Securities nowdays are often required by the creditors for various transactions. One form of a security is a pledge over shares in a company, which by its nature is a possessory security interest and thus involves the delivery of possession, actual or constructive.
The taking of such security over the shares in a company is commonly in the form of a share pledge agreement executed between the registered owner of the pledged shares (the “Pledgor”) and the individual or legal entity in whose favour the pledge is executed (the “Pledgee”).
As it has been mentioned above, the taking of such security over the shares in a company is usually in the form of a share pledge agreement, which provides that certain documentation is delivered and/or provided to the Pledgee by the Pledgor concurrently with the execution of the share pledge agreement. The following documentation must be granted by the Pledgor to the Pledgee:
- The original share certificates representing the pledged shares.
- Undated blank instruments of transfer of shares, duly executed by the Pledgor.
- An irrevocable proxy and power of attorney in respect of the pledged shares from the Pledgor.
- Undated and signed letters of resignation from each of the directors and secretary of the company.
- A certified copy of a resolution of the board of directors of the company approving the pledge of the shares under the share pledge agreement and the transfer of such shares.
- A letter of authority and undertaking from each of the directors and the secretary of the company.
In Cyprus, a pledge of shares in a company is governed by the Contract Law (Cap. 149) and Companies Law (Cap. 113). When a Cyprus company is pledging shares, the prerequisites of Article 138(1) of Contract Law, Cap. 149 must be met. According to Article 138(1), the pledge must be:
- made in writing
- signed by the Pledgor, and
- signed in the presence of two witnesses each having contractual capacity
Furthermore, in order for the pledge of shares to be enforceable the requirements of Article 138(2) of Contract Law, Cap. 149 must be satisfied. A notice of the pledge together with the certified copy of the deed of pledge needs to be given by the Pledgee to the company whose shares are being pledged. The company will cause a memorandum of pledge to be made in its register of members against the pledged shares and subsequently the company will need to deliver to the Pledgee a certificate that such memorandum was made in the form of the certificate and procure that the provisions of Article 132(2) are fully complied with regard to the share pledge agreement.

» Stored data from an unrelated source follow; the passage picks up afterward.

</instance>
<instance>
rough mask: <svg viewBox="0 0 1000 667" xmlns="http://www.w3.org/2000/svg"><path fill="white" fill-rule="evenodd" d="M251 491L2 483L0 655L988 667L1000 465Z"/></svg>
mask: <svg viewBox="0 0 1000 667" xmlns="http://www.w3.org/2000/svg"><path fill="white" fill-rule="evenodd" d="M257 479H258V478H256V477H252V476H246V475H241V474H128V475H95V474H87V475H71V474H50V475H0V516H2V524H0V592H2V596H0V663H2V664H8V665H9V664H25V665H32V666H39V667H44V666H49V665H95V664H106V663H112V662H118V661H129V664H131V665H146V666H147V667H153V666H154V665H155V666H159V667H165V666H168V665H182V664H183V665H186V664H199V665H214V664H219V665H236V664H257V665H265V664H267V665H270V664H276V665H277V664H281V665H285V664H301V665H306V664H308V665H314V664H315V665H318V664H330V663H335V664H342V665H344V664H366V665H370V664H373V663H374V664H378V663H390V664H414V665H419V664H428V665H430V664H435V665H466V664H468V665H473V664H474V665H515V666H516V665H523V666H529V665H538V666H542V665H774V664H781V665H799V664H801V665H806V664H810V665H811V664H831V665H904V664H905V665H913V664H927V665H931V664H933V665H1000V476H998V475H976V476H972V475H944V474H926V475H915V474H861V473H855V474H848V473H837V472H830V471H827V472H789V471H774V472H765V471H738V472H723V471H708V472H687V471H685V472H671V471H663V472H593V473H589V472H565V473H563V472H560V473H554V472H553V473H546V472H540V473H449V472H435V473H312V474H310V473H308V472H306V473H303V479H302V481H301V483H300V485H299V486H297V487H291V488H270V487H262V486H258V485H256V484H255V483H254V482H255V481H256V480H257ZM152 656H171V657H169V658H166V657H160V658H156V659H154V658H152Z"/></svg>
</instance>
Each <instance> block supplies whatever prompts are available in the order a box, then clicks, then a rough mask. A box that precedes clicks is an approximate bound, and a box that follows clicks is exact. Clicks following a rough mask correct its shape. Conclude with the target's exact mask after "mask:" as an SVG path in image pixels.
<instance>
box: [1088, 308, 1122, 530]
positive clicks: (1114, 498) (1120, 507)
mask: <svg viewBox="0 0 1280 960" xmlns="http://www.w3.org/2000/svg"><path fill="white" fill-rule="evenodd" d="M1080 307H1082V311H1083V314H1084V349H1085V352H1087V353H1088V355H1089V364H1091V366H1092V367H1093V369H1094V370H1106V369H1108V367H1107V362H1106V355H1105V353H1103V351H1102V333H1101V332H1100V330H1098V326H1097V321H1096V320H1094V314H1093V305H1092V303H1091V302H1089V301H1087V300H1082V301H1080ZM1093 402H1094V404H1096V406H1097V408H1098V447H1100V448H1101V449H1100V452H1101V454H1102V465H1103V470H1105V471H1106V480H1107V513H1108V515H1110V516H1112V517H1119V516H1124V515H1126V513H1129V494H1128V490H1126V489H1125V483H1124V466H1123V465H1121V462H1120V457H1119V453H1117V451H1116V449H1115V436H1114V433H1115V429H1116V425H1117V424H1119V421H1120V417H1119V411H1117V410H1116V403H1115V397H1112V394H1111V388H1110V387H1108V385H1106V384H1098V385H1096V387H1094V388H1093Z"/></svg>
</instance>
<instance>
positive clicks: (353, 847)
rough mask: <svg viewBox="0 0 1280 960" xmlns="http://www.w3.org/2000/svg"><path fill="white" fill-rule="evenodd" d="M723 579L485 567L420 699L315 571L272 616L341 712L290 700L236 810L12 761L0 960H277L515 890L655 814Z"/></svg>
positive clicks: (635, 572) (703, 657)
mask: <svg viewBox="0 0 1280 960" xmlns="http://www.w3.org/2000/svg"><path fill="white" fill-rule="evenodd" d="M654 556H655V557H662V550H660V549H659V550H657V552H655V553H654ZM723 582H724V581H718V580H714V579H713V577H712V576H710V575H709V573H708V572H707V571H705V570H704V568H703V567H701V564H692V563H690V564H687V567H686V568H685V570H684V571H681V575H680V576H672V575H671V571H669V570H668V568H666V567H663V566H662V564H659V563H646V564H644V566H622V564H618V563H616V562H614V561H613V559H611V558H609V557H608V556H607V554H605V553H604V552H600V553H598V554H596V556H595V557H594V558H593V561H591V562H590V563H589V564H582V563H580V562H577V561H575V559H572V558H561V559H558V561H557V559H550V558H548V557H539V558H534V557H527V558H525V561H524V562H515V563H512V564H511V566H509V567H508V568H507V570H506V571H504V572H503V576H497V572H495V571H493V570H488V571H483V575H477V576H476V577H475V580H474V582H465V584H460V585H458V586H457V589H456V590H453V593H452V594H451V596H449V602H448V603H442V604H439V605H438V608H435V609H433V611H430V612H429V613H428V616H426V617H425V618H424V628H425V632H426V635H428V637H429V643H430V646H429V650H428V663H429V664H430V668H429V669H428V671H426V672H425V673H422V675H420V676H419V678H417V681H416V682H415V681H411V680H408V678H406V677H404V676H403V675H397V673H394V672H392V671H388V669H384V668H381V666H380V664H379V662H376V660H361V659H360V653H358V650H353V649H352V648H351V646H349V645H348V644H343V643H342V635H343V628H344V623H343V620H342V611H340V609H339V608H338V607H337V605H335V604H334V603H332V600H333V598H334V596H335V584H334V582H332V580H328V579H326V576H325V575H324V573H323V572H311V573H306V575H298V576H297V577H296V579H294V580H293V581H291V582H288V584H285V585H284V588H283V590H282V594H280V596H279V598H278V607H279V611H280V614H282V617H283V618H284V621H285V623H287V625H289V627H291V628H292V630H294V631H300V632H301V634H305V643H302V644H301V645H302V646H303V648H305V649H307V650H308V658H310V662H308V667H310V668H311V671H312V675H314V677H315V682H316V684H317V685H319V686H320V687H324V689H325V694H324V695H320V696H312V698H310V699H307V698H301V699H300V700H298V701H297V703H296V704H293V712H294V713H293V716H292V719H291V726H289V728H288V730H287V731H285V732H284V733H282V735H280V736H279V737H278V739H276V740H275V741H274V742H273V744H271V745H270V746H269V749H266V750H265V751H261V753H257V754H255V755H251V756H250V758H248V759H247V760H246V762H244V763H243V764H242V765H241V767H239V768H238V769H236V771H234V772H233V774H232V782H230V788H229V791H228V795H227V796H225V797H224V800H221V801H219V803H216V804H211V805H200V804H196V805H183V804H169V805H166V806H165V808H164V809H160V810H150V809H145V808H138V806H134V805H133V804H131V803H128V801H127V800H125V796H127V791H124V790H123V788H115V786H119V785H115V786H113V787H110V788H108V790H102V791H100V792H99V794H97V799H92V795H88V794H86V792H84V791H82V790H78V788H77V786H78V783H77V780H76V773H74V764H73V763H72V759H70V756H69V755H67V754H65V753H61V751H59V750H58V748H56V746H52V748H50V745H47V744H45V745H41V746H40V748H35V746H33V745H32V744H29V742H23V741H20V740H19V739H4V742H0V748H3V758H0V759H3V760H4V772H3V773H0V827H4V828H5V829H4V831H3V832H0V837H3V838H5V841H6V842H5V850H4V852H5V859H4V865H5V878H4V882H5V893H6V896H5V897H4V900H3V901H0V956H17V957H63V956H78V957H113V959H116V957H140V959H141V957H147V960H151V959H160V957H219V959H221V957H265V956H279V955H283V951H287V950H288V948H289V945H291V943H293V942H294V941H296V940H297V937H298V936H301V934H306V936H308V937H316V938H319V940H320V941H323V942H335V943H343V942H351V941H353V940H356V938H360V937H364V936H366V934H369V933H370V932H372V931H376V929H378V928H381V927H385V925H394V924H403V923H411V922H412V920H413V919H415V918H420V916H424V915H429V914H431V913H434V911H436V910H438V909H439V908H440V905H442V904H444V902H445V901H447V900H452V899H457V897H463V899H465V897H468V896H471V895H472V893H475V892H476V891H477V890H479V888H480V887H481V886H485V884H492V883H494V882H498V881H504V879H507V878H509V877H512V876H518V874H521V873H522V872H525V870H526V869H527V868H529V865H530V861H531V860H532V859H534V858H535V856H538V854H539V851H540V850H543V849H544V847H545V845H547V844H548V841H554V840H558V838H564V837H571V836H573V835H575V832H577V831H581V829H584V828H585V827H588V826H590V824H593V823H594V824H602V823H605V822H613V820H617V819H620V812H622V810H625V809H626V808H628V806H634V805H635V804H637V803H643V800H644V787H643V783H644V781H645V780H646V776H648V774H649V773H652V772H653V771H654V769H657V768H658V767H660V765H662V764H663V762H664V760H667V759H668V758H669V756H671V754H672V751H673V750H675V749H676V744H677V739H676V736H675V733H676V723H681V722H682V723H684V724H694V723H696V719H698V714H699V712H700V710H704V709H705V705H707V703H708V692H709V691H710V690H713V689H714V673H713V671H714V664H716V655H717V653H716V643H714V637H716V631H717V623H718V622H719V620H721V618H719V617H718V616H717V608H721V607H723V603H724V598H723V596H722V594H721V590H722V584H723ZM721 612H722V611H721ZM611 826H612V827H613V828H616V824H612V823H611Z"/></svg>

Also, pursuant to Article 90 and 91 of the Companies Law, Cap. 113, pledges and charges must be registered with the Registrar of Companies in Cyprus within 21 calendar days of the creation of the security interest, otherwise, they will be void against a liquidator, administrator or creditor of the company. It should be noted, that such a registry is required by the aforementioned Articles of the Law if the Pledgor is a Cypriot company.
Enforcement under pledge is effected through implementation of the documents, which were mentioned above, delivered under the pledge and particularly the instruments of transfer of shares and the share certificates. It is important to note that the enforcement of the pledge can be effected without reference to any other person or without the need for a Court Order.